On a trip to the grocery store looking for a certain food for her daughter, who has tons of allergies, my friend and I had food allergies mansplained to us by the “helpful” clerk we’d asked for help finding a certain product. I literally wanted to scream “She knows what she’s talking about! She’s been dealing with this for seven years!”
Luckily, I haven’t had any men try to explain my job to me, but I work at a great place.
I hate that, as a female professor, I’m treated differently from my male colleagues. I particularly hate it when students think I’m supposed to be nurturing and maternal — i.e. be a softie about grades, or extensions, or violating my policies. I’m not your mother, and I do not care if you fail my class. I’m happy to help students succeed if they want to try and if they seek help, but a student whose effort earns a D or an F deserves that D or F and I’m not going to feel sad or lose sleep over it. A male professor who takes a hard line is “strict” whereas I’d be classed as a b!tch.
Please, let’s give the men who commented on your post the benefit of the doubt. I think they were trying to make a substantive comment to engage with you on a level of mutual understanding of code. I don’t think they were trying to mansplain, they just didn’t realize all you wanted was “been there.” They certainly were not saying “I don’t believe you”!

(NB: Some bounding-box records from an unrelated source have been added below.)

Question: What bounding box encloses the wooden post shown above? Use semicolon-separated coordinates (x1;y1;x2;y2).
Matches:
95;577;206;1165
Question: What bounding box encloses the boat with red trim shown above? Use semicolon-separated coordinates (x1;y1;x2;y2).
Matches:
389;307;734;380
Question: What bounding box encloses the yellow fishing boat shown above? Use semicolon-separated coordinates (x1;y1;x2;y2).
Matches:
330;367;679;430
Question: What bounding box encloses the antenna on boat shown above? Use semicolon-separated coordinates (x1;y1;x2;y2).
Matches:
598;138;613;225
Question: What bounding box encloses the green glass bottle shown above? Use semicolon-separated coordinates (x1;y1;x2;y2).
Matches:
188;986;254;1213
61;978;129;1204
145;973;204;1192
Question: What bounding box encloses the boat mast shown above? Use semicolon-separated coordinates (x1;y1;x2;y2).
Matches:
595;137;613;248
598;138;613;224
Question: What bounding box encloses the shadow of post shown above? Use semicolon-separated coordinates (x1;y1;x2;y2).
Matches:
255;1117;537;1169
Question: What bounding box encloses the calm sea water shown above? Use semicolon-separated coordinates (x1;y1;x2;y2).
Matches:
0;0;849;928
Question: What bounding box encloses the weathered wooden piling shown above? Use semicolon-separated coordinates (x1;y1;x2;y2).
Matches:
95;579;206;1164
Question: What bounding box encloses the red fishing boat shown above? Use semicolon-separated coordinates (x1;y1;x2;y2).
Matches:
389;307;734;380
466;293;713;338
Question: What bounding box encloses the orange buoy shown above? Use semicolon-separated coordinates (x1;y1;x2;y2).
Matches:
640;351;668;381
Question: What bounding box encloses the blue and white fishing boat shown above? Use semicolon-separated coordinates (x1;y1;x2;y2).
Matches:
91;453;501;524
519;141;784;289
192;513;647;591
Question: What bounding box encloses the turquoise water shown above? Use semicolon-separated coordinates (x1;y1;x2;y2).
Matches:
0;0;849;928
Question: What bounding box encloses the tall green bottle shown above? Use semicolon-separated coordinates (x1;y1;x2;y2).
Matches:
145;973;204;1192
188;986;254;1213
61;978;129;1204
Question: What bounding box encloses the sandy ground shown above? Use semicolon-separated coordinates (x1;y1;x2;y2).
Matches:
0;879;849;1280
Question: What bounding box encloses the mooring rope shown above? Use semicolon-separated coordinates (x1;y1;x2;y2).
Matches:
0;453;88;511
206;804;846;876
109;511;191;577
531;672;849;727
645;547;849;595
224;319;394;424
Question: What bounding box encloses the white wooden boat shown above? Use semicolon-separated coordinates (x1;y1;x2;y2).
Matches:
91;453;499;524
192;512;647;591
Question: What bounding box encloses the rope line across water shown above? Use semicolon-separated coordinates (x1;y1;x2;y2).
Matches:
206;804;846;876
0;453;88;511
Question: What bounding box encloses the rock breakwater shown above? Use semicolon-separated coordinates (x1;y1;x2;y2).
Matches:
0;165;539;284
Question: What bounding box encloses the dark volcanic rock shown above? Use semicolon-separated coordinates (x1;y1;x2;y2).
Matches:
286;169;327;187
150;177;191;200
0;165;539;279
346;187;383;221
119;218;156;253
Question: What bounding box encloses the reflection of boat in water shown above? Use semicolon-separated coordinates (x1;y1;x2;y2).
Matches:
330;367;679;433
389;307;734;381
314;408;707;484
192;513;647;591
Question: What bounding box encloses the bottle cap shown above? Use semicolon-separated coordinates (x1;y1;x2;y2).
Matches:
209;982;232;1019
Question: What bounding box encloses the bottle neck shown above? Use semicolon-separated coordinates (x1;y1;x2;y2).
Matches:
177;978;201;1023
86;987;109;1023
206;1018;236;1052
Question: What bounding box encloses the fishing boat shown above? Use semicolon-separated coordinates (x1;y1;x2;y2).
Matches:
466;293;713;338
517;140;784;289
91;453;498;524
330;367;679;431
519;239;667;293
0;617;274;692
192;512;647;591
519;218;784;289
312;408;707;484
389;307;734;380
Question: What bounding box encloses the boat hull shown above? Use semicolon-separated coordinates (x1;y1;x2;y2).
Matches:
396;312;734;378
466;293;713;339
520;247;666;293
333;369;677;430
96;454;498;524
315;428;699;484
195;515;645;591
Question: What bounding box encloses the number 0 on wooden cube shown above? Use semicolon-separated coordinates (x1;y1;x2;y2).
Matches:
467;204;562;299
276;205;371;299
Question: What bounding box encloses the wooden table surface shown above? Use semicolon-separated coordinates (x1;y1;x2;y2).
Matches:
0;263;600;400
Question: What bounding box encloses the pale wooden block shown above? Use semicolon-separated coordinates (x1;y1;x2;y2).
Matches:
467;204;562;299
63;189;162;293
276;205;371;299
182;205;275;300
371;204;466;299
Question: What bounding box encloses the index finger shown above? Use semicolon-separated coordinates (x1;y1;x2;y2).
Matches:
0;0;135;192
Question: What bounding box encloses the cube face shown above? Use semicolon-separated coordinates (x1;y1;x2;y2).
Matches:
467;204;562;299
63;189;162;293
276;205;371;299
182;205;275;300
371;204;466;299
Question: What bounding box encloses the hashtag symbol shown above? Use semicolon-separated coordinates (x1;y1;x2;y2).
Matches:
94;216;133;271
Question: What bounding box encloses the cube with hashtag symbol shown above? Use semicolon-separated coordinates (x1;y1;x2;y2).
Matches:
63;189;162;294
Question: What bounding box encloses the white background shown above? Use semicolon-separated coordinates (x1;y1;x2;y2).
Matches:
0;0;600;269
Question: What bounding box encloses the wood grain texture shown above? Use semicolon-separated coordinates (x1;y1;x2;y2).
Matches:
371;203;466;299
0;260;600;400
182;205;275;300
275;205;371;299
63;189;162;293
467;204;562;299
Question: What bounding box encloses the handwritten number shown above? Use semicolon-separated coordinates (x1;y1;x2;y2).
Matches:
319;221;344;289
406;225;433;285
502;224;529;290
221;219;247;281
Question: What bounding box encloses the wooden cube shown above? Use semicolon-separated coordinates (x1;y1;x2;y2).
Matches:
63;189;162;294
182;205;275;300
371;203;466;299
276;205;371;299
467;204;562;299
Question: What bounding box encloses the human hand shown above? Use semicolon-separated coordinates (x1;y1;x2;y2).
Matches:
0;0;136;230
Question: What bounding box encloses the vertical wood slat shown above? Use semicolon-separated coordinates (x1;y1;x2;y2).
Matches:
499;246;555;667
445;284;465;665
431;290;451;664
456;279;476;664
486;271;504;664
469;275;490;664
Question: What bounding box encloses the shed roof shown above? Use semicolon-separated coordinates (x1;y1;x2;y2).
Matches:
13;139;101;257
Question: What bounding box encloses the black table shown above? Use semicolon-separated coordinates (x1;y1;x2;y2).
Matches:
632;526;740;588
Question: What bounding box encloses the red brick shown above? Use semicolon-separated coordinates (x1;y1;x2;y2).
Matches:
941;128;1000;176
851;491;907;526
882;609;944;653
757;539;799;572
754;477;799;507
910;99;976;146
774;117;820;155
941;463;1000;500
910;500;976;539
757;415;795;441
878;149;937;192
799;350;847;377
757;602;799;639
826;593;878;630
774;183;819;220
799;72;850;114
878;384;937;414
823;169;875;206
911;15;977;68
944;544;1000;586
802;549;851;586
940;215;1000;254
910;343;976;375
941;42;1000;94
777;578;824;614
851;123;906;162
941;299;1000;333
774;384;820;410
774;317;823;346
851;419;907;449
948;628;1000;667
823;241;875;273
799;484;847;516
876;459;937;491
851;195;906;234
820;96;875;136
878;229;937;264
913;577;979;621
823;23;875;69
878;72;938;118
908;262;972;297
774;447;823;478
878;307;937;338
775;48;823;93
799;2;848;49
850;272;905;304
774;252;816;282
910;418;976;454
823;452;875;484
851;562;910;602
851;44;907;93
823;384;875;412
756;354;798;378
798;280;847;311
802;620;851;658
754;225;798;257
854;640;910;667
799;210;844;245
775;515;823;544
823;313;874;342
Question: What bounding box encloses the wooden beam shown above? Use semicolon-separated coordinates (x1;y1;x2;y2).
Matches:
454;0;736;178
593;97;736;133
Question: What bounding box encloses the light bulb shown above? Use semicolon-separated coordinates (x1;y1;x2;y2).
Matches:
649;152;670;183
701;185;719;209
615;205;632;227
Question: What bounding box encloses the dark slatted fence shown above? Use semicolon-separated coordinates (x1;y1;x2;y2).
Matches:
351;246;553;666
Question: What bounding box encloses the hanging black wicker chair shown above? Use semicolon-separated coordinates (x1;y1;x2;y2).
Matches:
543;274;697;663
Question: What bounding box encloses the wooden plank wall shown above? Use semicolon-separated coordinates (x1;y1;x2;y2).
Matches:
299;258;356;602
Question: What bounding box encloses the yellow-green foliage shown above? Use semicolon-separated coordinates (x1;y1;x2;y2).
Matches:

My brother made a lamp for me and shipped it to me. In the shipping a part of the lamp broke off. I called him and told him I got the lamp but it will need to be repaired first before I can try it out. Then he asked if my husband was handy and could fix it, or if my father-in-law could fix it. I said, “Or, I could fix it!”. He paused and didn’t know what to say for a few seconds. It never even crossed his mind that I could do something like that. Surely I need a man to glue something back together, because I’m just too helpless! But I expect this from him. He is so sexist and racist that most of the time I just hate talking to him.